Filmvorführung + Gespräch: ZUSTAND UND GELÄNDE

+++ Es gilt die "3G-Regel" nach der aktuellen sächsischen Corona-Schutzverordnung. Bitte Nachweise über vollständigen Impfschutz, Genesung oder Test mitbringen! +++

Veranstaltungsort: UT Connewitz, Wolfgang-Heinze-Straße 12a, 04277 Leipzig
Der Eintritt ist frei.

Ute Adamczewskis Dokumentarfilm ZUSTAND UND GELÄNDE erzählt die Geschichte einer Eskalation.

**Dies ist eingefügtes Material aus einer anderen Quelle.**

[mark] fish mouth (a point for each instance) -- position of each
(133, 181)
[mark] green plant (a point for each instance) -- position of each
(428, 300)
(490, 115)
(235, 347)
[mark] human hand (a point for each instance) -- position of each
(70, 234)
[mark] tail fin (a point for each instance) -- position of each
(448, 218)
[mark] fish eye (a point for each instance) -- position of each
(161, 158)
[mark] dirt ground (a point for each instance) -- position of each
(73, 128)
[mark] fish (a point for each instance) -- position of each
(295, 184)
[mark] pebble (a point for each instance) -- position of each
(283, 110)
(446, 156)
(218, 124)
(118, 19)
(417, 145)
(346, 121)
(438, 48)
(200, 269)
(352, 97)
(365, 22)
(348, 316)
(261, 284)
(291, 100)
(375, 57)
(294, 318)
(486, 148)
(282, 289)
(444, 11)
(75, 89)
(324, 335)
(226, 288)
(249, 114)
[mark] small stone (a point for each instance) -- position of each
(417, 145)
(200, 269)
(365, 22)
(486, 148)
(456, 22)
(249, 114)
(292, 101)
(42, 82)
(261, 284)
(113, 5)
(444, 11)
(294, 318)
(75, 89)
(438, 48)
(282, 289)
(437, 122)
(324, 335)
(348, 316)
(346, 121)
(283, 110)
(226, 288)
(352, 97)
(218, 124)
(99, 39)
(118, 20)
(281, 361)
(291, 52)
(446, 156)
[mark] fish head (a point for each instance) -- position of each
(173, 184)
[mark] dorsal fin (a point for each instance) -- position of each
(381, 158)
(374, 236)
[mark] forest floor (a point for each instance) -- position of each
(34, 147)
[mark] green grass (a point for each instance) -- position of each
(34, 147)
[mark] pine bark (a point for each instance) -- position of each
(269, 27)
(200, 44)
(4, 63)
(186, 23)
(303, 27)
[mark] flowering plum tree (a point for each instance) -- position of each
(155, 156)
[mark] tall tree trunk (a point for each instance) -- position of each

Ausgangspunkt des Films sind sogenannte wilde Konzentrationslager, die unmittelbar nach der nationalsozialistischen Machtergreifung ab März 1933 zur Ausschaltung politischer Gegner*innen eingerichtet wurden und heute weitgehend in Vergessenheit geraten sind. ZUSTAND UND GELÄNDE handelt von den Überschreibungen der Orte durch die Zeit und davon, wie sich unterschiedliche politische Erinnerungskulturen in sie eingeschrieben haben. Der Film verknüpft drei aufeinanderfolgende Zeiträume der deutschen Geschichte zu einem losen Narrativ, in dem Gewalt zur Durchsetzung von Macht eine wesentliche Rolle spielt.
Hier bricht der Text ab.